The stakes became higher but Leonel, a young man everyone seems to like, was triumphant in the NCAA 1,500-meter race as a freshman at Texas; he won it again on June 14, and during the weekend of July 3 to 6, in Eugene, Ore., he goes for a berth on the U.S. Olympic team. Wow!
“He doesn’t run that many miles,” Mustangs track coach, Kyle Futril, told me when Leonel was amazing everybody in high school, “but it’s the quality of those workouts; they’re unparalleled. He’s got a great work ethic, because he knows he cannot be successful unless he puts forth the effort.”
He’s trying to pull off the daily double in the state meet! Manzano is at the top of deep stretch in the 1600-meter race...his lead is five meters...He’s going to win it!! 4-16, 4-17....No stars in the sky tonight, but one on the track!

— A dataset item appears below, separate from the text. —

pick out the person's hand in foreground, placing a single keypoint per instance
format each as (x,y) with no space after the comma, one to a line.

Possibly, the announcer got a bit carried away. Oh, there were stars above Mike Myers Stadium, but the clouds prevented a real good view of them.
Manzano was simply remarkable in his victory in the 1,500-meter race for the national collegiate title several weeks ago. He led wire-to-wire, but it was a short lead over a bunch of talented pursuers.
With maybe a hundred meters to go, Leonel glanced over his shoulder and, if he weren’t so modest and humble, might have said, “See ya.” That’s what he did and the last strides were no contest. The pack was left behind in what turned into a Manzano Masterpiece.
Carlos Perez was another of Leonel’s coaches in his high school days. “He never takes anything for granted,” Perez pointed out, “he realizes he has to bust his backside to win.”
So now the journey has included: victory laps in middle school and high school, a mention in the “Faces in the Crowd” section of Sports Illustrated, and gold medals at all levels.
Leonel Manzano challenges the best Americans in the land at the Trials, and if he finishes in the top three, the next stop is Beijing in August--he will then be an Olympian.